Does the set of matrices with bounded recursive products form a fractal? We are given three matrices $A,B,C$ which have determinant 1, are not unitary and that their size is the same. Consider the following process.
On each step we take three words $W_1,W_2,W_3$ consisting of letters $A,B,C$ and simultaneously replace the matrix $A$ with the product of matrices in the word $W_1$, the matrix $B$ with the product of $W_2$, the matric $C$ with $W_3$.
Consider the set of matrices $A,B,C$ such that all the matrices obtaied in the process have a bounded norm. What can be said of the set's properties? I think that it should have measure zero and behave like a fractal.
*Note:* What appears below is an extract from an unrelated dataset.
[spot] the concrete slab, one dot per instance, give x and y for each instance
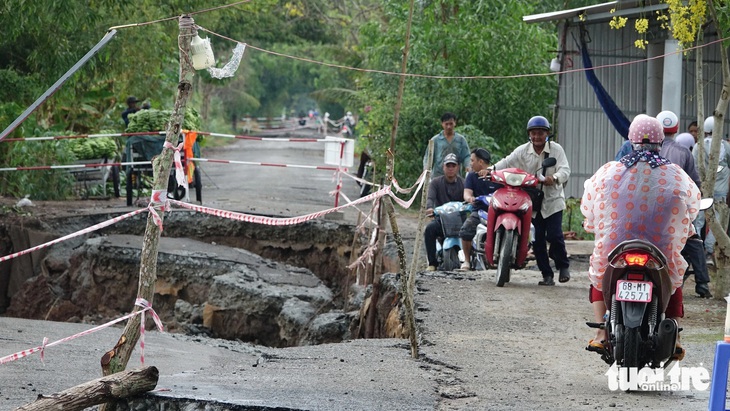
(349, 375)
 A: There are two interpretations of the OP's question. If the W_i are fixed once for all, or one is allowed to pick them afresh in each step. In The first interpretation we obtain a substitution dynamical system (see e.g. https://link.springer.com/book/10.1007/978-3-642-11212-6). The second  option includes random products. Suppose you form the words $W_i$ (of length 2, say) at random, by taking each letter to be $A,B$ or $C$ with probability $1/3$, independently of previous choices. Then we are in the realm of random matrix products, where the Theorem of Furstenberg [1, theorem 2.1] applies.
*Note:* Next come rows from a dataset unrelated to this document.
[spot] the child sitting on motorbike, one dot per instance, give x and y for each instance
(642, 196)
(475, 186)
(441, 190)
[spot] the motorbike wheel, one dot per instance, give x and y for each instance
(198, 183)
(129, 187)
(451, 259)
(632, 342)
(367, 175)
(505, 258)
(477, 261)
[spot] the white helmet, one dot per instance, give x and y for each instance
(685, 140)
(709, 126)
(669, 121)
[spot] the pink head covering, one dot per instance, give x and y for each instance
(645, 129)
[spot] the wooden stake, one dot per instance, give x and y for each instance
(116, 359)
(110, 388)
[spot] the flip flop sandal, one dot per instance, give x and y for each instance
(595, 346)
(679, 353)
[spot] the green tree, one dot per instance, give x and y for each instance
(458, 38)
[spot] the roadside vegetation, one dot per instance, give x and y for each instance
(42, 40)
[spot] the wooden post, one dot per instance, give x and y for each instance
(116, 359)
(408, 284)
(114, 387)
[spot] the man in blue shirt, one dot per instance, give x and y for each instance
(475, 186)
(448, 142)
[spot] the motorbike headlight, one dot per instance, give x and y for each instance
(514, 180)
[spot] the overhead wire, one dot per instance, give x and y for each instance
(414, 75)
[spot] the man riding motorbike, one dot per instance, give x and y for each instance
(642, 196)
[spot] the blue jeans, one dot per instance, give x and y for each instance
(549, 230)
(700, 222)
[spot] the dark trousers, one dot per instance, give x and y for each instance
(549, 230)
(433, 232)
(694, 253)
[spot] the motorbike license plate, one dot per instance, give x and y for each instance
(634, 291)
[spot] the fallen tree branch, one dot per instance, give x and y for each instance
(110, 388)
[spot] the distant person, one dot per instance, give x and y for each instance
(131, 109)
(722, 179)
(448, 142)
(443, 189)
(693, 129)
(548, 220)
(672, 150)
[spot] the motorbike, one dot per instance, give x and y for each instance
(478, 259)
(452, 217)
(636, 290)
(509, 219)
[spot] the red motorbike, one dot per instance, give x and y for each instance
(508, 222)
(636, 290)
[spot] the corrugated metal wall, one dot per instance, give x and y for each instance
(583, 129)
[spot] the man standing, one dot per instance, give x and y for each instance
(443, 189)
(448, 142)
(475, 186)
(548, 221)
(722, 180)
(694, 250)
It implies that the norm of this random product will grow exponentially unless either $A,B,C$ generate a compact group, or there is a finite union of hyperplanes that is preserved by $A,B,C$, both of these conditions define sets of measure zero.
There is a friendly exposition in the book [2], see theorem 6.3 page 66 there.
[1] Furstenberg, Harry. "Noncommuting random products." Transactions of the American Mathematical Society 108, no. 3 (1963): 377-428.
[2] Bougerol, Philippe and Jean Lacroix. Products of random matrices with applications to Schrödinger operators. Vol. 8. Springer Science & Business Media, 2012.